In the driver logs on the node, I can see:

I0419 14:32:54.508906       1 node.go:393] NodeUnpublishVolume: called with args {VolumeId:vol-006a875808eaf3905 TargetPath:/var/lib/kubelet/pods/0b4cca95-3fea-4bac-889e-9d1d65afb5f3/volumes/kubernetes.io~csi/pvc-3f6e57e7-0c3b-44d9-b07b-425536cd307b/mount XXX_NoUnkeyedLiteral:{} XXX_unrecognized:[] XXX_sizecache:0}
I0419 14:32:54.620054       1 node.go:222] NodeUnstageVolume: called with args {VolumeId:vol-006a875808eaf3905 StagingTargetPath:/var/lib/kubelet/plugins/kubernetes.io/csi/pv/pvc-3f6e57e7-0c3b-44d9-b07b-425536cd307b/globalmount XXX_NoUnkeyedLiteral:{} XXX_unrecognized:[] XXX_sizecache:0}


> 3. Create a VolumeSnapshot from the PVC.

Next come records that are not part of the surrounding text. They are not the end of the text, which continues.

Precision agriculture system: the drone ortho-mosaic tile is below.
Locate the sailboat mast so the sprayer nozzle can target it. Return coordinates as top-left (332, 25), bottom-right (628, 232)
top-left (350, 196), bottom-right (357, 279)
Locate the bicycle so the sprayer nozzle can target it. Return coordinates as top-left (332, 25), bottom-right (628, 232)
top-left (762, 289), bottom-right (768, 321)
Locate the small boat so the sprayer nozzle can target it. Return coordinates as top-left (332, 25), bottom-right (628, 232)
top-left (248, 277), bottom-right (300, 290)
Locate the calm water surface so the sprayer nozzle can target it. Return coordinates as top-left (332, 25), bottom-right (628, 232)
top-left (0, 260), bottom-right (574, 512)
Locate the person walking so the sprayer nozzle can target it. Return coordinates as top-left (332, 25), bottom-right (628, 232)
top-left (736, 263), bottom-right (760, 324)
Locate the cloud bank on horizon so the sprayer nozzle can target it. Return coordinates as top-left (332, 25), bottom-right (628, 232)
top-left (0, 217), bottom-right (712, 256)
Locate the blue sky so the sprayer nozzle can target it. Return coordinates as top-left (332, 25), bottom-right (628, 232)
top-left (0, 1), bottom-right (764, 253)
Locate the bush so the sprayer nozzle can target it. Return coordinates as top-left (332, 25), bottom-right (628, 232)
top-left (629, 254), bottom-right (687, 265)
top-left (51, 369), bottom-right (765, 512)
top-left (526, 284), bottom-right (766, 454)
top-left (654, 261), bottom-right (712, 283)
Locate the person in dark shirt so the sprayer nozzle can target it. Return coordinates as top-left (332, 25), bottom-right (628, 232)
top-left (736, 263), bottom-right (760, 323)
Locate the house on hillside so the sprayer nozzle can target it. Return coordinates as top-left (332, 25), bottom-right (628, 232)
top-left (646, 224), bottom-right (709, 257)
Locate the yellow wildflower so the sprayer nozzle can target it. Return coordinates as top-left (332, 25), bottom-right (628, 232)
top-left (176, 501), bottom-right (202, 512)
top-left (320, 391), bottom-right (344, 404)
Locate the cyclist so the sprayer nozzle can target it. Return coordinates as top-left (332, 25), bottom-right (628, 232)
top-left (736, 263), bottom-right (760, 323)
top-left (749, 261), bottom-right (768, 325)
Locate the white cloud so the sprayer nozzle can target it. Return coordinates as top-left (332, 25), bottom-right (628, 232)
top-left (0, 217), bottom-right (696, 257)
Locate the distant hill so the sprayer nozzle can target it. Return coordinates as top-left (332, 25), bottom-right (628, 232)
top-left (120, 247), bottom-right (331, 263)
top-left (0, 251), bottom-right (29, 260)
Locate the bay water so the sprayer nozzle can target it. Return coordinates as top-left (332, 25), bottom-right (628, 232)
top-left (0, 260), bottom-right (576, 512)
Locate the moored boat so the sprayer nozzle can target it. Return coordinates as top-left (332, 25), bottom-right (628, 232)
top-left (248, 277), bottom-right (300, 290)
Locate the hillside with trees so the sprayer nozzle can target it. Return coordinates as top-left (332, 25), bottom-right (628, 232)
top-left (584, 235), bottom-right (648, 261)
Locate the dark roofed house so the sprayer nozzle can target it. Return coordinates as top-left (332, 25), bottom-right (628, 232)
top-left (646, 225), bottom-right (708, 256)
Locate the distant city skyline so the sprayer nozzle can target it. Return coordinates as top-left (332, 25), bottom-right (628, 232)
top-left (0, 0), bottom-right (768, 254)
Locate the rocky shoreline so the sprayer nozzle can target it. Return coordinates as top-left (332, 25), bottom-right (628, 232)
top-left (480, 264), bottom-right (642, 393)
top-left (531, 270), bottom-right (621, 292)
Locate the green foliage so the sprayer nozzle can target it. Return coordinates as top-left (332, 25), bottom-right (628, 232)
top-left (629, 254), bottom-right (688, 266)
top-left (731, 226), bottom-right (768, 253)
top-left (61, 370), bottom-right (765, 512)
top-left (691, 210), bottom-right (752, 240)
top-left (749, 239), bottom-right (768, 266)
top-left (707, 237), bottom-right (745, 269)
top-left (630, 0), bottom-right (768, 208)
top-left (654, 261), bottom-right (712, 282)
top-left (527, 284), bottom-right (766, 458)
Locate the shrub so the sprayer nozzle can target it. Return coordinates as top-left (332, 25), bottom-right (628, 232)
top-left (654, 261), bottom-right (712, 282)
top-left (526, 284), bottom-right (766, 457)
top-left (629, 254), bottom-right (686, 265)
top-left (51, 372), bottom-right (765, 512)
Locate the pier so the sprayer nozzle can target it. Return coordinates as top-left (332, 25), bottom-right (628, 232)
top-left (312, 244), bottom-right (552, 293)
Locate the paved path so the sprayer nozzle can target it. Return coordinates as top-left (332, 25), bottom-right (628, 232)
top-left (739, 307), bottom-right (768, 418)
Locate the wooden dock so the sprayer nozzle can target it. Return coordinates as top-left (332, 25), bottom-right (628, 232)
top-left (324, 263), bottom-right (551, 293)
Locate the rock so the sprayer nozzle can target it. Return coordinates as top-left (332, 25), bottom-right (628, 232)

In the driver logs (in the controller pod) I can see:
I0419 14:32:54.326754       1 controller.go:471] CreateSnapshot: called with args source_volume_id:"vol-006a875808eaf3905" name:"snapshot-47e60f81-a81b-44f7-a9c8-fdb2b0a10894" 
I0419 14:32:54.750763       1 controller.go:471] CreateSnapshot: called with args source_volume_id:"vol-006a875808eaf3905" name:"snapshot-47e60f81-a81b-44f7-a9c8-fdb2b0a10894" 
I0419 14:32:54.826142       1 controller.go:490] Snapshot snapshot-47e60f81-a81b-44f7-a9c8-fdb2b0a10894 of volume vol-006a875808eaf3905 already exists; nothing to do

CreateSnapshot was called *before* the CSI driver unmounted the volume in step 2.2 (NodeUnpublishVolume/NodeUnstageVolume). At that point, the node may not have written its caches to the volume, so the snapshot can contain an empty ext4 volume.
Or clocks are out of sync - the difference is only 0.2s and Pods should not be deleted from the API server until at least NodeUnstageVolume returns.

Comment 8 Jan Safranek 2021-04-19 15:51:57 UTC
Correction: NodeUnpublishVolume should succeed before a Pod is deleted.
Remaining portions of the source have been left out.